# Customizing datasets in fastai

In this tutorial, we'll see how to create custom subclasses of `ItemBase` or `ItemList` while retaining everything the fastai library has to offer. To allow basic functions to work consistently across various applications, the fastai library delegates several tasks to one of those specific objets, and we'll see here which methods you have to implement to be able to have everything work properly. But first let's see take a step back to see where you'll use your end result.

## Links with the data block API

The data block API works by allowing you to pick a class that is responsible to get your items and another class that is charged with getting your targets. Combined together, they create a pytorch `Dataset` that is then wrapped inside a `DataLoader`. The training set, validation set and maybe test set are then all put in a `DataBunch`.

The data block API allows you to mix and match what class your inputs have, what clas you target have, how to do the split between train and validation set, then how to create the `DataBunch`, but if you have a very specific kind of input/target, the fastai classes might no be sufficient to you. This tutorial is there to explain what is needed to create a new class of items and what methods are important to implement or override.

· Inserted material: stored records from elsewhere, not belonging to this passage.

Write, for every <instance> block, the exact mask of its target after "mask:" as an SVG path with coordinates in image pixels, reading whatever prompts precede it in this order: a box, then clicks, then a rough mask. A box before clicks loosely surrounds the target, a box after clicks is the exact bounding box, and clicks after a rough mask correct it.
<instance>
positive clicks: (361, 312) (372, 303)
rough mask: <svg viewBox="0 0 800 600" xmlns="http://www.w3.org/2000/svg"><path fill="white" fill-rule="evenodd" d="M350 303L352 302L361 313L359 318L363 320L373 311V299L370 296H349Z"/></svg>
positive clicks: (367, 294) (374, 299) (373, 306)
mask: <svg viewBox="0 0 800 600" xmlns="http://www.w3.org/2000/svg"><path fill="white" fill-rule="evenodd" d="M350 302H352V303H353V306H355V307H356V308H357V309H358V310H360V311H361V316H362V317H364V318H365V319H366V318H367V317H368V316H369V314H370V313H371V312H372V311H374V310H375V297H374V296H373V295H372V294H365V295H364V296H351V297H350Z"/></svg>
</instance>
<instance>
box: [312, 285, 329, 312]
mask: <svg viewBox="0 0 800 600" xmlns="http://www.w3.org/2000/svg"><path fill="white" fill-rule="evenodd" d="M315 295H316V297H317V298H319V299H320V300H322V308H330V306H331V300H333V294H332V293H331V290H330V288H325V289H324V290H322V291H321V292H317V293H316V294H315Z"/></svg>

It goes in two phases: first we focus on what you need to create a custom `ItemBase` class (which the type of your inputs/targets) then on how to create your custom `ItemList` (which is basically a set of `ItemBase`) while highlining which methods are called by the library.

## Creating a custom `ItemBase` subclass

The fastai library contains three basic type of `ItemBase` that you might want to subclass:
- `Image` for vision applications
- `Text` for text applications
- `TabularLine` for tabular applications

Whether you decide to create your own item class or to subclass one of the above, here is what you need to implement:

### Basic attributes

Those are the more importants attribute your custom `ItemBase` needs as they're used everywhere in the fastai library:
- `ItemBase.data` is the thing that is passed to pytorch when you want to create a `DataLoader`. This is what needs to be fed to your model. Note that it might be different from the representation of your item since you might want something that is more understandable.
- `ItemBase.obj` is the thing that truly represents the underlying object behind your item. It should be sufficient to create a copy of your item. For instance, when creating the test set, the basic label is the `obj` attribute of the first label (or y) in the training set.
- `__str__` representation: if applicable, this is what will be displayed when the fastai library has to show your item.

If we take the example of a `MultiCategory` object `o` for instance:
- `o.obj` is the list of tags that object has
- `o.data` is a tensor where the tags are one-hot encoded
- `str(o)` returns the tags separated by ;

Those are the basics that will make your object work in the library. If you want to use methods `such a `data.